Our call to continue writing Sacred history

Our call to continue writing Sacred history
We each have a purpose given to us, writes Katie Fillion

I was recently attending a formation course for catechists aimed at working with children between 6-9 years old. One theme that we focused on was the child’s growing capacity for understanding time and history. In the same way that they can remember events from their own past, we begin to explain that we also have a much older, shared history, one that we read about in the Bible. A history for all people, of all times and places.

A blank page

This history is the story of our Salvation, of God’s presence so intimately woven into the fabric of time, and our individual lives. It has been unfolding since the very first moments of creation, of God’s first covenant with man, through the birth of Jesus Christ, our greatest Gift, to his death and resurrection, the very moment of our redemption, and even now, to the present time. Much of this history has already come to be, but there is also a page that hasn’t been written yet, a blank page. This blank page is both a time to come, when God will be all in all, and the time that we are living in right now. The story still unfolding, still being written. Our time.

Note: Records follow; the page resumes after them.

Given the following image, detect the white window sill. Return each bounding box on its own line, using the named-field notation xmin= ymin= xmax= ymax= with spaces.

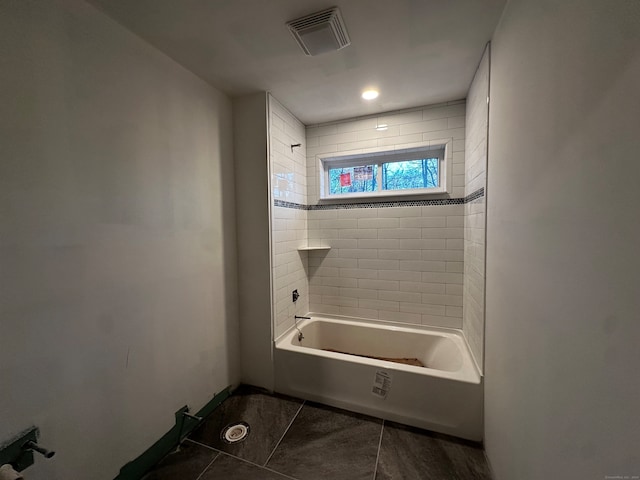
xmin=319 ymin=187 xmax=448 ymax=202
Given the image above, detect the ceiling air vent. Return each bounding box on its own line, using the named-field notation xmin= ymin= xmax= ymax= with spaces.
xmin=287 ymin=7 xmax=351 ymax=56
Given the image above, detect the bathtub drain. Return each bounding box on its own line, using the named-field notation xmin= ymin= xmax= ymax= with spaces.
xmin=221 ymin=422 xmax=250 ymax=444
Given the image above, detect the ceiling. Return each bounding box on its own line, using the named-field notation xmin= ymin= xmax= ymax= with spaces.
xmin=88 ymin=0 xmax=506 ymax=125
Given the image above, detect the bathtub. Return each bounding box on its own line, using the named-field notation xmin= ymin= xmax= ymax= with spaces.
xmin=274 ymin=315 xmax=483 ymax=441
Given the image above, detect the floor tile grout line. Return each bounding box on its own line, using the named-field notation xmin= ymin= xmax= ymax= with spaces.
xmin=184 ymin=438 xmax=220 ymax=452
xmin=372 ymin=419 xmax=385 ymax=480
xmin=194 ymin=451 xmax=221 ymax=480
xmin=180 ymin=395 xmax=492 ymax=479
xmin=183 ymin=440 xmax=302 ymax=480
xmin=216 ymin=450 xmax=302 ymax=480
xmin=263 ymin=400 xmax=306 ymax=467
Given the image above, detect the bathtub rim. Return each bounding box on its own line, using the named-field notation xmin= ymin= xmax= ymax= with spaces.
xmin=274 ymin=313 xmax=482 ymax=384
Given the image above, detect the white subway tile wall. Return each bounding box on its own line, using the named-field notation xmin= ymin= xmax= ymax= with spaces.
xmin=463 ymin=47 xmax=490 ymax=369
xmin=269 ymin=96 xmax=309 ymax=337
xmin=306 ymin=101 xmax=467 ymax=205
xmin=305 ymin=102 xmax=467 ymax=328
xmin=464 ymin=200 xmax=485 ymax=365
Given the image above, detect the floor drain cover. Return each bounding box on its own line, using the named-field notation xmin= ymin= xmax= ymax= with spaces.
xmin=221 ymin=422 xmax=250 ymax=444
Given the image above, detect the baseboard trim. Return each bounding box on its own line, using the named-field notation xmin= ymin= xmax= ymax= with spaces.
xmin=115 ymin=387 xmax=231 ymax=480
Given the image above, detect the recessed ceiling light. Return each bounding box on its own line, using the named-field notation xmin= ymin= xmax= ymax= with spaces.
xmin=375 ymin=124 xmax=388 ymax=131
xmin=362 ymin=89 xmax=379 ymax=100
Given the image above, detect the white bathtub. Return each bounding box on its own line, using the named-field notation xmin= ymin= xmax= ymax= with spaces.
xmin=274 ymin=315 xmax=483 ymax=441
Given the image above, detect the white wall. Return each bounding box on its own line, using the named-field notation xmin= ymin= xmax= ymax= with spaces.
xmin=0 ymin=1 xmax=239 ymax=478
xmin=463 ymin=46 xmax=490 ymax=369
xmin=233 ymin=93 xmax=273 ymax=388
xmin=485 ymin=1 xmax=640 ymax=478
xmin=305 ymin=104 xmax=467 ymax=328
xmin=269 ymin=96 xmax=310 ymax=338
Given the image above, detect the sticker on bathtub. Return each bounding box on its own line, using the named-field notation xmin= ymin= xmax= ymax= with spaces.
xmin=372 ymin=370 xmax=392 ymax=399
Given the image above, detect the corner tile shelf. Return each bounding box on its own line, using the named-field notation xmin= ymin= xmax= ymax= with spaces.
xmin=297 ymin=246 xmax=331 ymax=251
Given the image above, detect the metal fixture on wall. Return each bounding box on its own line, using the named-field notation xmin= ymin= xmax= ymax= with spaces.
xmin=0 ymin=427 xmax=55 ymax=473
xmin=294 ymin=315 xmax=310 ymax=342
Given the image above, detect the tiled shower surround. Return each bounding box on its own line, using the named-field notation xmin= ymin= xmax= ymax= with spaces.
xmin=306 ymin=101 xmax=467 ymax=204
xmin=269 ymin=97 xmax=310 ymax=337
xmin=270 ymin=97 xmax=486 ymax=364
xmin=306 ymin=204 xmax=465 ymax=327
xmin=304 ymin=101 xmax=470 ymax=331
xmin=463 ymin=47 xmax=490 ymax=368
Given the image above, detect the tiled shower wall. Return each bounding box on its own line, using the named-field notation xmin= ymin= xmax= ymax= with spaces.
xmin=269 ymin=96 xmax=309 ymax=338
xmin=305 ymin=102 xmax=468 ymax=328
xmin=306 ymin=102 xmax=467 ymax=203
xmin=463 ymin=47 xmax=490 ymax=368
xmin=306 ymin=205 xmax=465 ymax=327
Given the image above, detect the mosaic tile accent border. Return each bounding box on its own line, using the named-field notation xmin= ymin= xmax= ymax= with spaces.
xmin=274 ymin=188 xmax=484 ymax=210
xmin=465 ymin=187 xmax=485 ymax=203
xmin=308 ymin=198 xmax=464 ymax=210
xmin=273 ymin=200 xmax=307 ymax=210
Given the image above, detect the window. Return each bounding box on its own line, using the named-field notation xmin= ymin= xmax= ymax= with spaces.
xmin=320 ymin=143 xmax=449 ymax=199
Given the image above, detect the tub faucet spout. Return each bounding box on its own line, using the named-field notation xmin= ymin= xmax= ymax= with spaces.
xmin=293 ymin=315 xmax=310 ymax=342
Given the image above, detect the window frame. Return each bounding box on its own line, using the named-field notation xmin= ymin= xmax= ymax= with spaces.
xmin=318 ymin=140 xmax=452 ymax=200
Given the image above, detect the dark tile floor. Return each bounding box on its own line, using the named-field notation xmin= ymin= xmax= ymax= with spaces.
xmin=142 ymin=385 xmax=492 ymax=480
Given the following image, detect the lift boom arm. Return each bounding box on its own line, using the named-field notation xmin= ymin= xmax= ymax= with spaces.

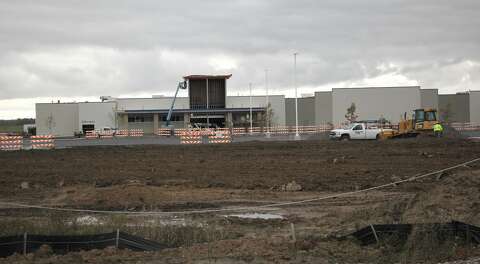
xmin=166 ymin=81 xmax=187 ymax=127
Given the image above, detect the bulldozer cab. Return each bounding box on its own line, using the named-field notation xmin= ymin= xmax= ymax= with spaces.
xmin=413 ymin=108 xmax=437 ymax=131
xmin=397 ymin=108 xmax=438 ymax=136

This concept of ‘a blank page’ struck me. It was amazing to me that we can somehow collaborate with God in writing this blank page, and even more amazing still that God even seeks our collaboration. This history is now being handed on to us. How incredible it is to think that we each have a part to play in the writing of the history of the Kingdom of God. We each have a purpose given to us by God himself, a unique call etched into our hearts. A mission to live out. This mission, this call, has been given to each and every one of us in the same way that it was given to those who have come before us in faith.

He encountered them in an immensely personal way before calling them on to do their own particular work for his Kingdom”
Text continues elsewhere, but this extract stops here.